There was a backlash when Twitter announced this change last month, but it's going ahead with the change anyway. Previously, SMS was the default setting for two-factor authentication (2FA) on Twitter. For each login, Twitter would send a text message to the user's phone with a temporary code to confirm account access.
The company claims that it has seen "bad actors" abuse SMS-based 2FA, but the blog post didn't go into details. Twitter's solution to that problem is to limit SMS 2FA to Twitter Blue subscribers. The $8 per month service also includes tweet editing, higher word count, and an increasingly meaningless blue checkmark. Musk also promises more features in the future like higher algorithm placement and fewer ads.
Twitter has been nagging free users with SMS two-factor over the last few weeks, reminding them they will no longer have 2FA starting March 20th. As we've seen time and time again, passwords aren't enough to secure online accounts. That's why Twitter's decision to disable SMS 2FA on a huge number of accounts feels so shady. Could the supposed abuse of SMS 2FA be so bad that it makes more sense to disable the feature? Perhaps the stated reason is just a cover for yet another cost-cutting move at the struggling social network.

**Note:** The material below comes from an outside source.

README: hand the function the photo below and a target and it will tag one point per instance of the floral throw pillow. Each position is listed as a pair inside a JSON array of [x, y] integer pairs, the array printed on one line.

Thankfully, SMS 2FA is not the only option to increase account security. It is, however, the easiest. SMS codes are quick and require no setup or management on the user's side – you just log in, and the SMS appears. You can use a physical security key or an authenticator app (e.g. Google Authenticator or Authy) to accomplish the same thing with a free account, but losing your key or paired phone could mean being locked out of your account. If this is the route you're going to go, make sure you keep your backup 2FA codes in a safe place.